Banana Republics

Grant Hess, MVC Staff Reporter

Banana Republics, the historic form of American dominance over the Central Americas for economic gain, seem to have resurfaced in the minds of many of the American people. The question that is on the people’s minds is what are those countries doing now?

Colombia, filled with many former plantations, underwent the withdrawal of the corporations and the installation of a weak and ineffective democracy. Currently it is reputed in American society to be a country full of drug lords and marijuana farms.

Combining the nations of Guatemala, Nicaragua, El Salvador, and Honduras, a single conclusion is arrived at, they aren’t doing to well either. Do they all have democracies? Yes. Are they functional democracies that protect their citizens? Not really. They are pretty much entirely controlled by the drug cartels and only have the basic infrastructure of a first-world nation. Their failure is best shown in the migrant trains that frequently protrude upon the American southern border.
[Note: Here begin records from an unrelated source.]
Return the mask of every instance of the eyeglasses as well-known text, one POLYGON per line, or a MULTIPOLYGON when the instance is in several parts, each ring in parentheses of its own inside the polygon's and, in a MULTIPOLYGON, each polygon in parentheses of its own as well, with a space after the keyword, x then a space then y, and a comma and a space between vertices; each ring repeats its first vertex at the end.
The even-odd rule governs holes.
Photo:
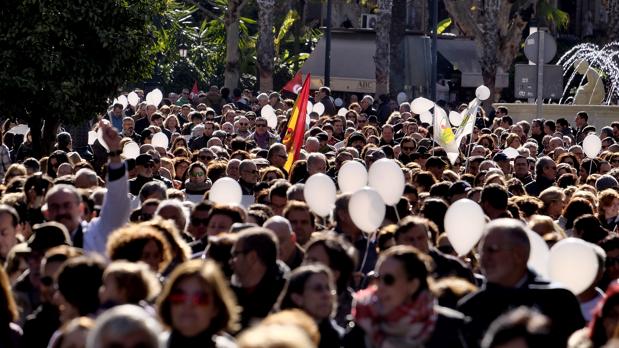
POLYGON ((262 128, 262 127, 266 127, 266 124, 256 124, 256 128, 262 128))
POLYGON ((187 294, 179 291, 170 294, 169 301, 173 305, 183 304, 189 301, 194 306, 206 306, 211 303, 211 298, 206 292, 187 294))
POLYGON ((249 123, 239 123, 239 126, 249 126, 249 123))
POLYGON ((380 279, 380 282, 387 285, 387 286, 392 286, 393 284, 395 284, 395 276, 393 274, 383 274, 381 276, 378 277, 380 279))
POLYGON ((308 286, 307 290, 310 290, 316 293, 322 293, 322 292, 334 293, 335 292, 335 290, 331 289, 329 284, 316 284, 314 286, 308 286))
POLYGON ((244 170, 245 173, 249 173, 249 174, 258 174, 257 170, 244 170))
POLYGON ((203 161, 212 161, 213 160, 213 157, 211 157, 211 156, 204 156, 204 155, 198 156, 198 158, 203 160, 203 161))
POLYGON ((248 254, 250 252, 250 250, 232 250, 230 252, 230 255, 232 255, 232 257, 238 257, 239 255, 245 255, 248 254))
POLYGON ((619 265, 619 257, 606 257, 606 266, 612 267, 614 265, 619 265))
POLYGON ((415 147, 413 146, 402 146, 402 151, 413 151, 415 147))
POLYGON ((440 245, 436 248, 443 254, 452 254, 455 251, 451 245, 440 245))
POLYGON ((204 172, 192 172, 189 173, 189 176, 192 178, 201 178, 204 176, 204 172))
POLYGON ((200 226, 200 225, 208 225, 208 218, 207 219, 200 219, 197 217, 192 217, 191 218, 191 224, 194 226, 200 226))
POLYGON ((144 167, 144 168, 153 168, 154 166, 155 166, 155 164, 154 164, 154 163, 145 163, 145 164, 142 164, 142 167, 144 167))
POLYGON ((277 154, 277 155, 275 155, 275 156, 277 156, 277 157, 279 157, 279 158, 283 158, 283 159, 287 159, 287 158, 288 158, 288 155, 282 155, 281 153, 280 153, 280 154, 277 154))

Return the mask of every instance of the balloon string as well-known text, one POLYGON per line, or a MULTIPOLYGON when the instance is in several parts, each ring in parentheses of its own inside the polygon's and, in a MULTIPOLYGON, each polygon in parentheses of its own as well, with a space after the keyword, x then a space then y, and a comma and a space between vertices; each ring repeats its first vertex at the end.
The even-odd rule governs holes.
POLYGON ((365 246, 365 253, 363 253, 363 261, 361 261, 361 267, 359 267, 359 272, 363 274, 363 268, 365 267, 365 263, 368 259, 368 253, 370 251, 370 242, 372 241, 372 236, 376 233, 376 231, 370 233, 368 235, 368 242, 365 246))
MULTIPOLYGON (((593 158, 591 158, 591 161, 589 162, 589 175, 591 175, 591 169, 593 168, 593 158)), ((587 175, 587 177, 589 176, 587 175)), ((586 182, 586 181, 585 181, 586 182)))
POLYGON ((395 204, 393 206, 393 210, 395 210, 395 216, 398 218, 398 222, 400 222, 400 213, 398 212, 398 205, 395 204))

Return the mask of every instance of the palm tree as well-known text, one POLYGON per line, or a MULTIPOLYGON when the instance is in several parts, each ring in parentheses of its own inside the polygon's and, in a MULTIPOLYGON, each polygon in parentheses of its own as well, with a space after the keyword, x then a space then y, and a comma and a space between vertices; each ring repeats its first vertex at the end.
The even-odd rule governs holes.
POLYGON ((241 9, 247 2, 248 0, 228 0, 228 9, 224 16, 224 24, 226 27, 226 64, 224 72, 224 86, 230 89, 237 88, 241 78, 239 19, 241 9))
POLYGON ((275 0, 257 0, 258 3, 258 42, 257 60, 260 75, 260 90, 273 90, 273 8, 275 0))
POLYGON ((520 50, 527 22, 521 11, 537 7, 539 0, 444 0, 445 8, 480 52, 484 84, 496 95, 498 68, 508 71, 520 50))
POLYGON ((389 93, 389 30, 392 0, 378 0, 376 21, 376 96, 389 93))

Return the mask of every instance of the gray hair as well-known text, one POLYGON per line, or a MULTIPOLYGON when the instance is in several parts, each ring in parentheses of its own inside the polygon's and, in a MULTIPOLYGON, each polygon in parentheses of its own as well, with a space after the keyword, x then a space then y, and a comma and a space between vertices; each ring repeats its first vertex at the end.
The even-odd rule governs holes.
POLYGON ((119 340, 141 332, 147 338, 148 348, 159 348, 161 324, 151 314, 136 305, 120 305, 107 310, 95 322, 95 327, 86 338, 87 348, 103 348, 103 338, 113 335, 119 340))
POLYGON ((138 198, 140 199, 140 202, 143 203, 147 197, 158 193, 159 197, 157 197, 157 199, 164 200, 168 198, 168 193, 166 192, 167 189, 168 188, 165 186, 165 184, 159 180, 149 181, 144 184, 144 186, 142 186, 142 188, 140 189, 138 198))
POLYGON ((183 217, 183 223, 182 223, 183 226, 176 226, 176 227, 181 232, 184 231, 185 228, 187 227, 187 221, 189 221, 189 215, 190 215, 191 208, 188 208, 185 205, 183 205, 183 202, 179 201, 178 199, 165 199, 161 201, 161 203, 159 203, 159 205, 157 206, 157 210, 155 210, 155 216, 159 216, 159 212, 163 208, 167 208, 167 207, 176 208, 181 213, 180 216, 183 217))

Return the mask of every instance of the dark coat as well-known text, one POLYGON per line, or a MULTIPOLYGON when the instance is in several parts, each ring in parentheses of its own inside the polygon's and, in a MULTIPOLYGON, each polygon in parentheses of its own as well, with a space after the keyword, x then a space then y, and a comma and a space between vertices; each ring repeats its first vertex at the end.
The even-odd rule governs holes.
POLYGON ((323 320, 318 324, 318 331, 320 332, 318 348, 339 348, 342 346, 344 329, 333 320, 323 320))
POLYGON ((22 345, 32 348, 46 348, 54 332, 60 327, 60 312, 51 303, 43 303, 28 316, 24 324, 22 345))
POLYGON ((237 302, 243 308, 241 312, 242 328, 249 327, 254 319, 262 319, 269 314, 284 285, 286 285, 289 273, 288 266, 277 261, 277 265, 267 270, 255 288, 247 289, 240 284, 232 284, 237 302))
POLYGON ((557 347, 565 347, 569 336, 585 325, 574 294, 529 272, 518 288, 485 284, 459 302, 458 309, 471 318, 464 331, 469 346, 478 346, 497 317, 520 306, 536 308, 550 318, 557 347))
POLYGON ((528 183, 524 189, 527 191, 529 196, 539 196, 542 191, 554 185, 554 181, 547 179, 543 176, 538 177, 535 181, 528 183))
POLYGON ((432 275, 435 279, 459 277, 475 284, 473 272, 458 258, 443 254, 436 249, 430 249, 428 255, 434 262, 434 271, 432 272, 432 275))

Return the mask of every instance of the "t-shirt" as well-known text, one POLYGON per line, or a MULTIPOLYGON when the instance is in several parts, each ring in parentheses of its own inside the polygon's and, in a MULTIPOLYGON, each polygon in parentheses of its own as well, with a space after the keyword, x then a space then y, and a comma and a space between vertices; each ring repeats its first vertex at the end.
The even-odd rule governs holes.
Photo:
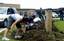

Unlike the others, Costa Rica is enjoying relative success, at least on the macroscale, as it has a comparatively large tourist industry. However, the tourist industry is not the country, and many citizens in rural areas might as well be in any other Central American country, as they see no direct benefits from the heavily commercialized coast.

Panama is the only country that can be considered to be a successful country with a stable source of prosperity. This source is the Panama Canal, which makes Panama a Venice of the modern world, with billions, if not trillions of dollars in trade goods flowing through their every year. This makes Panama a source of wealth in Central America, and even elicits contempt from some patriotic Americans.

Commenting upon Panama, Cameron McGinnis, 12, remarked, “I think America should take back the Panama Canal.”

All in all, the former Banana Republics of Central and South America can be said to be enjoying a time of moderate success, but with their own pros and cons, it is not possible to throw all these eggs into one stereotypical basket of said moderate success, for some of them are not successful at all.